Try 'datasette serve --help' for help.
Error: Connection to vec.db failed check: no such module: vec0
This works:
datasette vec.db --load-extension "$(python -c 'import sqlite_vec; print(sqlite_vec.loadable_path())')"
This conflicts slightly with Datasette's existing design with respect to SpatiaLite: currently Datasette shows you a useful error if you try to load a SpatiaLite database without activating the extension:
datasette tests/spatialite.db
Usage: datasette serve [OPTIONS] [FILES]...
Try 'datasette serve --help' for help.
Error: It looks like you're trying to load a SpatiaLite database without first loading the SpatiaLite module.

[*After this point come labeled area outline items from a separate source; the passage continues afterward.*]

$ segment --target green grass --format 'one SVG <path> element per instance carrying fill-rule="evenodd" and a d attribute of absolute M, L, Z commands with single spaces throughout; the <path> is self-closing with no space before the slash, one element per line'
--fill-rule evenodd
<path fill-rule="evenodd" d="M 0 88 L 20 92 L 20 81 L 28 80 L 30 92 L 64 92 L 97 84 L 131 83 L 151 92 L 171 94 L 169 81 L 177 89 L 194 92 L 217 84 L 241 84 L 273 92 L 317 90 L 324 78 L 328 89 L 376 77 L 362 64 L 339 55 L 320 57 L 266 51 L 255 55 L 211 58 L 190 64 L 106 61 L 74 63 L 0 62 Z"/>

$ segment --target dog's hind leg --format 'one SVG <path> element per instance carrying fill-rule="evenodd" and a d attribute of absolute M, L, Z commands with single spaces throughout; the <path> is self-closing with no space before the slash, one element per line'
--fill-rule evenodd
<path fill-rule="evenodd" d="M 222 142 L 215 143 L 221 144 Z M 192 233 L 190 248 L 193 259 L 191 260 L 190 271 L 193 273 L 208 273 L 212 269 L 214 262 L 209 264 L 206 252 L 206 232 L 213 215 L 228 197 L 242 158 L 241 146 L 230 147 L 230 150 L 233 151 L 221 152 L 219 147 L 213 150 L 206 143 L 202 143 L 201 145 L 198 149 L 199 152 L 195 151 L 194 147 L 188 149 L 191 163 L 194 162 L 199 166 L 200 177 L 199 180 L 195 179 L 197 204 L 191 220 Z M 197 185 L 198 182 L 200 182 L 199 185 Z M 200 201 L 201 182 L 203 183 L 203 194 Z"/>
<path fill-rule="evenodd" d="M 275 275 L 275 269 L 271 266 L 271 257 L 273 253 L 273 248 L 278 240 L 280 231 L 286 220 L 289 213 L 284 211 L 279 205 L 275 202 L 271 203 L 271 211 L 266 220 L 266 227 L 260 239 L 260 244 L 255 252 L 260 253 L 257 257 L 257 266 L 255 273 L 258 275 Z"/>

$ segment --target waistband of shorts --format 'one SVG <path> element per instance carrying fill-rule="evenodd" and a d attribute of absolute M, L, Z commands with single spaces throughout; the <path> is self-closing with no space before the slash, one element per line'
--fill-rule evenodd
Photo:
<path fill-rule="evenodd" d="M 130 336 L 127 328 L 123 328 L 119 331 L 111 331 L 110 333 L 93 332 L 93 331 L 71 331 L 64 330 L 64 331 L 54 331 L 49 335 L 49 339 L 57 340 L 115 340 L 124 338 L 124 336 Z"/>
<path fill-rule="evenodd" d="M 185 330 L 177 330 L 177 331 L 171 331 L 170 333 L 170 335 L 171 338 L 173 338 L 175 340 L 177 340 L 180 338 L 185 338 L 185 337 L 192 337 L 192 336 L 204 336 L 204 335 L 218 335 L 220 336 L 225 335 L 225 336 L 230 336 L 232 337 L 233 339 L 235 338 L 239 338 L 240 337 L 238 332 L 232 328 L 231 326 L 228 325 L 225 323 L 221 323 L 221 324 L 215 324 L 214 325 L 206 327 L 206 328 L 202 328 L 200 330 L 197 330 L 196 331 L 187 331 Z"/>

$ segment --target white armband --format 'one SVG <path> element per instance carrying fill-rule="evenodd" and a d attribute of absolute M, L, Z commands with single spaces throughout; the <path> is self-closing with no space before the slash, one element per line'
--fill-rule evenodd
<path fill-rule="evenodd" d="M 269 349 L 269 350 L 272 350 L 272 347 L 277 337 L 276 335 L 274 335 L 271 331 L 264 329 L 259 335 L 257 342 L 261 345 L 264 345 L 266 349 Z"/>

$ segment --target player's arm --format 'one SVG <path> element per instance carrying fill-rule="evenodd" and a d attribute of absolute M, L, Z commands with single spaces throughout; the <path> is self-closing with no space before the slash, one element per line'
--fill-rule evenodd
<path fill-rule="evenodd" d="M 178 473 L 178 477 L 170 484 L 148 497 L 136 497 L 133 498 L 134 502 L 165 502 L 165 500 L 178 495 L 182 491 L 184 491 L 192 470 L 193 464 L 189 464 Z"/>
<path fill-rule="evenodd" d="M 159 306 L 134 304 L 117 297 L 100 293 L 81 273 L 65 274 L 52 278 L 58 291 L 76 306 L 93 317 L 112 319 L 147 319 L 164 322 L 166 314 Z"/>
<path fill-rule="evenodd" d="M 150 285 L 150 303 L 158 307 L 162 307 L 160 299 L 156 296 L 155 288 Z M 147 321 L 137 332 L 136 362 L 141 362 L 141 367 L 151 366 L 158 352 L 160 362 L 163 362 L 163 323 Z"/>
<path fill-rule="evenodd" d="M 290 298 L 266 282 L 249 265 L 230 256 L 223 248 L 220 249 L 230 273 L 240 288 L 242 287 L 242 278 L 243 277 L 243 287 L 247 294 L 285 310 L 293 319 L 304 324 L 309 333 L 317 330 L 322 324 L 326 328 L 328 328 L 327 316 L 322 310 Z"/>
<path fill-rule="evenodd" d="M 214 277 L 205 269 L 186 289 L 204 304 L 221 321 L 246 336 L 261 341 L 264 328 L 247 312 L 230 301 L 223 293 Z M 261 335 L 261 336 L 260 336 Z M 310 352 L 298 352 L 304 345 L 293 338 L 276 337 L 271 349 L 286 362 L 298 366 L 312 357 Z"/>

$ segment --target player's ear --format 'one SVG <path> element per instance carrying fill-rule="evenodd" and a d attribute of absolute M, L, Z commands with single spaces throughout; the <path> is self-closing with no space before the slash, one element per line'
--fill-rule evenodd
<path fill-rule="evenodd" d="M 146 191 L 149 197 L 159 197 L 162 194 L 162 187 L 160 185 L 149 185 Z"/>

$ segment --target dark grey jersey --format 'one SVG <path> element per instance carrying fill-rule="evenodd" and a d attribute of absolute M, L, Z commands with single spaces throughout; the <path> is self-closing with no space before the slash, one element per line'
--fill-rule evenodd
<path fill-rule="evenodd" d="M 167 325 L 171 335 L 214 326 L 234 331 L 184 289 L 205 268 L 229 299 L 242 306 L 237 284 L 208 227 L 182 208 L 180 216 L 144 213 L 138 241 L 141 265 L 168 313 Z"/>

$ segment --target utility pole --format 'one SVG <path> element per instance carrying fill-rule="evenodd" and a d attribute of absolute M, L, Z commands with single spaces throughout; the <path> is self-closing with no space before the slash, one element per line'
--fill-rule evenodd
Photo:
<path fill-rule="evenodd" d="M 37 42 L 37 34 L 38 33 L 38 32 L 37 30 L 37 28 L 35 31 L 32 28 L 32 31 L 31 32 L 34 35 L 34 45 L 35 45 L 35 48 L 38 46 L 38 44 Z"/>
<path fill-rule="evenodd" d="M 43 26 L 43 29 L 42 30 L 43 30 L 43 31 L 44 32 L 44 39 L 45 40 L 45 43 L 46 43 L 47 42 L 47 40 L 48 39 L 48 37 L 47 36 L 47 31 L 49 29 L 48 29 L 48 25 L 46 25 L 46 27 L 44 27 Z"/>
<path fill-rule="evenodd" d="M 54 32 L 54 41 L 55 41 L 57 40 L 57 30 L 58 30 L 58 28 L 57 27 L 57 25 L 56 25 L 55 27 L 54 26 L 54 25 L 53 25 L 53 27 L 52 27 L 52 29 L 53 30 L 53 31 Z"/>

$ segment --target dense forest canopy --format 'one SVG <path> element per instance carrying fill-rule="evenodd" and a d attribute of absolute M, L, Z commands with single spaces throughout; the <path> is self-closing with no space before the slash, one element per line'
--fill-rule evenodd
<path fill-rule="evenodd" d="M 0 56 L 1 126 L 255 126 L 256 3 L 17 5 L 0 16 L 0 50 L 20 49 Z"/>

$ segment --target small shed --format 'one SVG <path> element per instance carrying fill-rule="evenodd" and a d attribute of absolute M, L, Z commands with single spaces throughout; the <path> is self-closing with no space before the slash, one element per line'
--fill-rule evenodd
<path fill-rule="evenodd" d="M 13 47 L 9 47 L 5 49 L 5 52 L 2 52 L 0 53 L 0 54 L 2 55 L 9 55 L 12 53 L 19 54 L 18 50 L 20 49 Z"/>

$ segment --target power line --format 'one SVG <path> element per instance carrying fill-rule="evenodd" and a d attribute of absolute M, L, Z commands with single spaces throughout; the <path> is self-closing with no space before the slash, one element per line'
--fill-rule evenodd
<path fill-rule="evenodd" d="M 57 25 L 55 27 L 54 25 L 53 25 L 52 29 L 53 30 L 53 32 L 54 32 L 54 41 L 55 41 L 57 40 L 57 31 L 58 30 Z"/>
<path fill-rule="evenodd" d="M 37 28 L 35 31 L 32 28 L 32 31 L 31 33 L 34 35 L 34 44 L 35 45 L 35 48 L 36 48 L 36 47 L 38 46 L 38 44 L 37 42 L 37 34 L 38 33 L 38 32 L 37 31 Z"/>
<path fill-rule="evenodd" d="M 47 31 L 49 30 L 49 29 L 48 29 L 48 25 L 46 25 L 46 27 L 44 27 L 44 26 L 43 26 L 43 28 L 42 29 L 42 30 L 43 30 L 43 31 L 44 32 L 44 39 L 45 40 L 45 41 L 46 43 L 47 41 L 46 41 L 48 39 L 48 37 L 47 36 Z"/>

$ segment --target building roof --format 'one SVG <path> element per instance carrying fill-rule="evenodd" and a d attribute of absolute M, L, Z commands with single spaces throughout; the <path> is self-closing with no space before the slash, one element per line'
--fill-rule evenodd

Try adding the --load-extension=spatialite option.
Read more: https://docs.datasette.io/en/stable/spatialite.html
One solution: turn this into a warning that gets dumped to the console but Datasette still starts up as usual.
Could even expand that a bit, so it knows a few other extensions (like sqlite-vec
) and can output versions of that helpful message for those as well.
Design options:
PRAGMA table_info()
are excluded by Datasette entirely - it's as if they do not existstderr
The second option is nicer, but requires more design decisions: where should that message go? How should we explain it to users?
So I think option 3 is the way to go for the moment.
OK, this is actually a lot of work to implement. I tried this so far:
diff --git a/datasette/utils/__init__.py b/datasette/utils/__init__.py
index 073d6e86..5469252b 100644
--- a/datasette/utils/__init__.py
+++ b/datasette/utils/__init__.py
@@ -19,6 +19,7 @@ import time
import types
import secrets
import shutil
+import sys
from typing import Iterable, List, Tuple
import urllib
import yaml
@@ -978,7 +979,8 @@ def check_connection(conn):
if e.args[0] == "no such module: VirtualSpatialIndex":
raise SpatialiteConnectionProblem(e)
else:
- raise ConnectionProblem(e)
+ print(str(e), file=sys.stderr)
+ # raise ConnectionProblem(e)
class BadMetadataError(Exception):
diff --git a/datasette/utils/internal_db.py b/datasette/utils/internal_db.py
index 626dd137..f5ae68b2 100644
--- a/datasette/utils/internal_db.py
+++ b/datasette/utils/internal_db.py
@@ -1,5 +1,6 @@
+import sys
import textwrap
-from datasette.utils import table_column_details
+from datasette.utils import table_column_details, sqlite3
async def init_internal_db(db):
@@ -137,7 +138,11 @@ async def populate_schema_tables(internal_db, db):
tables_to_insert.append(
(database_name, table_name, table["rootpage"], table["sql"])
)
- columns = table_column_details(conn, table_name)
+ try:
+ columns = table_column_details(conn, table_name)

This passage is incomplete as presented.